Ed Hackett is program director for a small military jet, the Scorpion, designed from scratch and built in secret over the past two years at Cessna’s plant on Pawnee.
The project, announced last week, is a joint venture between a new Textron division, Textron AirLand, and AirLand Enterprises. A prototype is expected to fly this year.
The plane is a light jet designed for intelligence, surveillance and reconnaissance with a scaled strike capability, Hackett said.
Hackett, 53, grew up in New York and spent 25 years in the military.
As a sophomore in high school, Hackett knew he wanted to be a fighter pilot.
“Once I started flying, I fell in love with the machines,” Hackett said. “Some people love the pageantry of flying. For me it’s all about the machines. Being able to participate in the development of one — that’s what’s so exciting.”

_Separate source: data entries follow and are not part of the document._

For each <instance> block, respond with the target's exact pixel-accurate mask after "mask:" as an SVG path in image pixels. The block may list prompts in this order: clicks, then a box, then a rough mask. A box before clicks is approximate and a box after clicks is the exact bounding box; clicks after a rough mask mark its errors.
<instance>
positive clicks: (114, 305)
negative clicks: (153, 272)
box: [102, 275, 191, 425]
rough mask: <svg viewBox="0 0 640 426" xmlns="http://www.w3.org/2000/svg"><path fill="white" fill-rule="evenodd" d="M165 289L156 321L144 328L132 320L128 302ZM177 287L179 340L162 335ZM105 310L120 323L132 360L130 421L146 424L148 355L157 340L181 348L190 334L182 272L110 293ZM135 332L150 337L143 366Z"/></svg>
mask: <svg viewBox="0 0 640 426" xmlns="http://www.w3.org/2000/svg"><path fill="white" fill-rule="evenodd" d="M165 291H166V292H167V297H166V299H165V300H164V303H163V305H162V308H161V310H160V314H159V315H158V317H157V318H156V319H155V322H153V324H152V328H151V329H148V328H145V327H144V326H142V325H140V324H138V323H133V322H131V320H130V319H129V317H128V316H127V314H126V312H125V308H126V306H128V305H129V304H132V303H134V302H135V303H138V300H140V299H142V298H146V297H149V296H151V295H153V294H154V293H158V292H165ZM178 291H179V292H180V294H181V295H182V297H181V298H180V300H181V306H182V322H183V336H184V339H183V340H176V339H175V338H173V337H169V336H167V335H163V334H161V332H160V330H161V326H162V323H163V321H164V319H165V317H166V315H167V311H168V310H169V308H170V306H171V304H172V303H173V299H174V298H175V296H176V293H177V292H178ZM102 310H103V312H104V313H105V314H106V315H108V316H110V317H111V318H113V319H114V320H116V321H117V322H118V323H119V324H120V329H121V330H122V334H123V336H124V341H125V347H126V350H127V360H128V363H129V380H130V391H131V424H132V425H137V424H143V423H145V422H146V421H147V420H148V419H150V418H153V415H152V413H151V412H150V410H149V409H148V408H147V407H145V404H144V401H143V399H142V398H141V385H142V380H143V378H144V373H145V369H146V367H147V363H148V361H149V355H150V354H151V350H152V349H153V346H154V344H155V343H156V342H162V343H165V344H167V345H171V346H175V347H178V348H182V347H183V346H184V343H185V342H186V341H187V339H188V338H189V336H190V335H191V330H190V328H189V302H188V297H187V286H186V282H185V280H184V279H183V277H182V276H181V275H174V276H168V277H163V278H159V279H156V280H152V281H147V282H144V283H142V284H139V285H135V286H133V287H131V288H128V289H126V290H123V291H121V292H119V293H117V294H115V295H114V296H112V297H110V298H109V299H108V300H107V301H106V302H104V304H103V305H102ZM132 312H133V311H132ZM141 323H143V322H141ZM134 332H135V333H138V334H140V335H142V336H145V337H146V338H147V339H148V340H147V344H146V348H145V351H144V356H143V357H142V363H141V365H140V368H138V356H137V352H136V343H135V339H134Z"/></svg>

Hackett is a graduate of the U.S Naval Academy in Annapolis, Md., and the U.S. Naval Test Pilot School in Patuxent River, Md. He earned a master’s degree in international strategic planning from the Air War College at Maxwell Air Force Base in Alabama.
After retiring from the military, Hackett started a small company that works on research and development for projects related to operational fielding.
He came to work on the Scorpion project at Textron AirLand in Wichita two years ago.
Hackett and his wife, Alexandra, have two college-age children, Edward Jr., and Alexandra Lee.